Utah's diamond-dusted, up-til-dawn Thanksgiving nightlife of yore
If anyone lectures that Thanksgiving should be a family-only affair or dishes up heaping spoonfuls of guilt if you dare to eat at a restaurant or party with friends — they've got it all wrong.
- Shortly after it was made an official holiday by President Abraham Lincoln, Thanksgiving had become a time to go out and, most importantly, be seen.
What happened: Notices of lavish balls and theatrical productions for Thanksgiving started appearing in Utah newspapers by 1868.
Of note: The earliest Utah Thanksgiving-related ad we found for consumer goods was not for food.
- It was for lace fans, kid gloves and other fancy accessories the old ZCMI department store was selling in 1871 for the holiday.

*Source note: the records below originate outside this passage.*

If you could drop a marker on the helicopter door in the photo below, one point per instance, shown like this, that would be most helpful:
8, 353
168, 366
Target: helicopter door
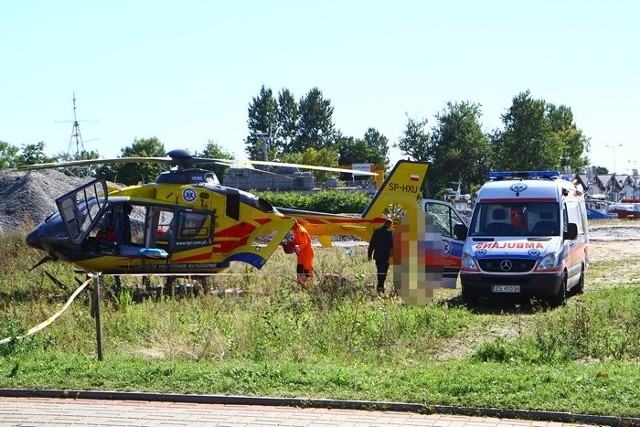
160, 229
81, 208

- At a hotel party in 1870, guests didn't start eating until 1am and then danced until "the wee hours." (Did old-timey turkey not contain tryptophan?)
Zoom in: The subsequent write-up in the Salt Lake Herald-Republican devotes 24 paragraphs to the outfits women wore to the party.

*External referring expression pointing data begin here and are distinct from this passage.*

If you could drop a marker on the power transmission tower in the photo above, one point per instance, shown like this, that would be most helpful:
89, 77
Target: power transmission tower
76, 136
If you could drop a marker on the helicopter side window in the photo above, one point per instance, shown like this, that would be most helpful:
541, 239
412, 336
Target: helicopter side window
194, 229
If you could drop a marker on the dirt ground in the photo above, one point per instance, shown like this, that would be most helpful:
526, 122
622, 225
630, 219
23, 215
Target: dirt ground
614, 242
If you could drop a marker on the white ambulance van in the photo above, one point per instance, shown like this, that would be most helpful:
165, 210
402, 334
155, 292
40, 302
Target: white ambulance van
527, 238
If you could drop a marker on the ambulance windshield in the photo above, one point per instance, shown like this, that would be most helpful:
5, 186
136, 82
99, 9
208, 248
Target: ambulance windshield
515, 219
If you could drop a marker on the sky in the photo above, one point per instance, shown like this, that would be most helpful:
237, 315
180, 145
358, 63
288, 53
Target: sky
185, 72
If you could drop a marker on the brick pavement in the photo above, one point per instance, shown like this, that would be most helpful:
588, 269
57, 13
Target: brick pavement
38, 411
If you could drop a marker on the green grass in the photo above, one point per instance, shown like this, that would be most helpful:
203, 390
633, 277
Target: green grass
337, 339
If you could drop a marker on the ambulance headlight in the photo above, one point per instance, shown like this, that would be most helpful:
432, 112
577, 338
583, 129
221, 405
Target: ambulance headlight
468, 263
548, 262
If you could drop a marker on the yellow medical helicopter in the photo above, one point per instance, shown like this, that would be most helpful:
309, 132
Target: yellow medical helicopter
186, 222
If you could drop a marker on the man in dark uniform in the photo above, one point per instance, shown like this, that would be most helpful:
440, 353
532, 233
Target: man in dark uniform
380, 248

- "Mrs. G—— was resplendent in a white moire-antique bridal dress, with train and black chantilla flounces. Her head dress was a chignon of latest style, with curls in front, sprinkled with diamond powder. To our mind she was the best dressed lady in the assemblage," a correspondent wrote.
The bottom line: Congrats to Mrs. G and anyone else who gets the chance to live it up Thursday.